Вот этим и ограничивались потери, которые, конечно же, не шли ни в какое сравнение с приобретением: кадки с фикусами – а их набралось до десятка, – поставленные вдоль стен по всему залу, необыкновенно украсили его, оказали даже дисциплинирующее воздействие на учеников, которые в первые дни занятий боялись устраивать кучу малу во время переменок. Впрочем, такое продолжалось недолго. Через какую-нибудь неделю перемены, малые и большие, вернули себе прежние права, кучи малы воздвигались посреди зала едва ли не до самого потолка, длинный коридор позволял даже чехарду и другие шумные игрища затевать; фикусы успели уже потерять по нескольку ветвей и с ними заодно еще большее количество тяжелых своих, лоснящихся листьев, – в конце концов они были унесены в учительскую и в жилые комнаты директора.
Первый же урок, проведенный Михаилом Федотовичем в пятом классе, приоткрыл завесу над тем, почему в торжественный день директор отказался от выступления: Панчехин страшеннейшим образом заикался, разговаривал с учениками как-то нараспев, мучительно краснея и обливаясь потом, будто подымал невероятную тяжесть. По этой причине и в первый день он не читал лекций, а, едва войдя в класс и поздоровавшись, велел нам открыть учебник по истории и отметить страницы, которые мы должны были прочесть дома, а на следующем уроке рассказать о прочитанном.
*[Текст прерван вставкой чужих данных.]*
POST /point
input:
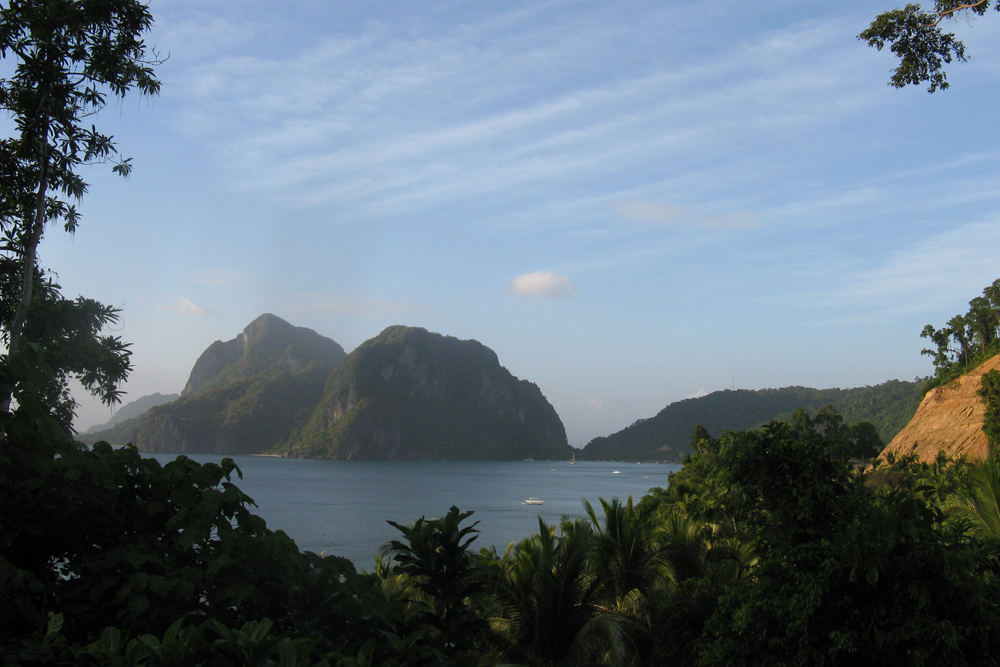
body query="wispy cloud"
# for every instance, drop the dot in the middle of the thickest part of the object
(542, 284)
(306, 304)
(380, 122)
(185, 306)
(659, 213)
Такое положение вещей как нельзя лучше устраивало нас, поскольку кому-то из Наркомата народного образования пришла дичайшая мысль ввести во всех школах групповой метод обучения, по которому класс разбивался на две-три группы во главе со старшим – им обычно назначался самый способный ученик, – он-то и готовил все уроки, оценка, полученная «бригадиром», распространялась на всю группу. Я, например, был под началом у моего двоюродного племянника Кольки Маслова, мальчишки одинаково шустрого как в учебе, так и в озорстве; лишь по странной случайности малый этот был в стороне от драчунов, видно, строгий батька держал сына в ежовых рукавицах. Теперь треть класса пребывала в полной зависимости от Кольки: не угоди ему в чем-то – не подготовится Колька к занятиям, и вся группа получит «неуд». Такого, однако, ни разу не случалось: чернявенький этот хлопец не подвел нас. Может быть, потому, что был очень самолюбив, может быть, и потому, что кто-то в столице спохватился, понял, что «групповой метод» едва ли сделает Республику Советов страною сплошной грамотности, и отменил его на рубеже последней четверти, к немалому огорчению учеников, которым так хорошо и вольготно жилось за спиною преуспевающего товарища.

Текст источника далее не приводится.